COLUMNS Behind
the Screen The Privilege of Ranking: Google
Plays Ball
by Richard Wiggins
Senior Information Technologist,
Michigan State University
Here's a riddle: What do undergraduate admissions at
the University of Michigan (UM), the college football
Bowl Championship Series, and Google have in common?
Lately, I've been springing that riddle on people
when we talk about searching. Usually folks scrunch
up their faces a bit before attempting to answer. I
happened to ask this very question during a presentation
at a conference sponsored by the Ann Arbor Computer
Society just after the Supreme Court heard arguments
on the Michigan admissions case. My audience, mostly
hard-core software developers, must have thought a
jab from East Lansing was headed their way. (Michigan
State University and the University of Michigan have
been known to feud, now and again.) On the contrary:
It's a riddle for any audience that uses search engines.
For readers of Searcher, this riddle is probably
pretty easy unless you don't happen to pay attention
to college football.
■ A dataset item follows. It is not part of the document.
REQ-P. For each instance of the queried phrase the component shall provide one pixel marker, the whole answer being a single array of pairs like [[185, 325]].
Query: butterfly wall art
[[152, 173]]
Here's a hint: Before 1998, the
national champion in college football was chosen by
polls. The two polls that attracted the attention of
sports fans were the Associated Press poll of sportswriters
and the USA Today/ESPN poll of leading coaches. The
college bowl system was never a tournament; who played
in what bowl game depended on prestige and tradition
as much as that year's rankings. In many years, the
number-one and number-two teams in the nation never
met. Some years, the polls named different national
champions at the end of it all.
The Bowl Championship Series (BCS) tries to fix all
that. The goal of the BCS is to ensure that the best
two teams in the nation meet in one bowl game to determine
one true champion. The only problem is, unlike NCAA
basketball's famous "Road to the Final Four," the BCS
still isn't a tournament; in effect, there is a single "round" with
one championship game.
So to make this all work, the BCS has to rank the
top college teams so that the best two teams in the
land meet in one winner-takes-the-championship match.
BCS needed a mechanism to pick these two contenders;
if a human committee made the selection, someone would
always cry foul.
So the BCS came up with a formula an algorithm a
mathematical scheme for ranking the best college
football teams. It's surprisingly complicated, based
on:
The average of the coaches' and AP
media polls.
An average of the rankings of leading
computer-based ranking services, such as The New
York Times computer poll and the Sagarin poll.
Strength of schedule, as measured by
the win-loss record of a team's opponents1.
Losses: one point demerit for each
loss.
"Quality" wins: bonus points for defeating
a top-10 team.
Now, back to our riddle. Figured it out yet?
The Challenge of Ranking
In the innocent days before 9/11, Southwest Airlines
used to joke during the safety speech, "In the event
of sudden loss of cabin pressure, oxygen masks will
appear. Put your own mask on before assisting others.
If you are traveling with two small children, please
decide now which one you love more."
Sometimes it's hard to make a choice, even among
only a handful of alternatives. Anyone who's had trouble
deciding what career to pursue or where to go on vacation
this summer knows how to do this: You write down all
the pros and cons of each alternative on an index card;
after all the choices are "scored," you sort among
them based upon your evaluation.
The BCS series' challenge is to pick the top two
of 117 or so Division I-A teams. At the end of the
season, only a few teams contend in most people's minds
for the number one spot. Most sports fans, for instance,
would not accept a national champion that played a
weak schedule or that lost more than one game in the
regular season.
So all of the complexity of the BCS formula is brought
to bear on what ought to be a very simple problem:
Among a handful of contenders, choose which two teams
deserve to play in the championship game. The BCS formula
attempts to be "scientific." It appears objective,
even though human judgment does enter into the formula
due to the polling component.
Professional searchers understand that all search
engines, Web or otherwise, use or at least offer
to use relevancy ranking to sort items on a
hit list. This is true whether it's a Web search engine
such as Google, a legal search engine such as Westlaw,
or a full-text scholars' resource such as ProQuest.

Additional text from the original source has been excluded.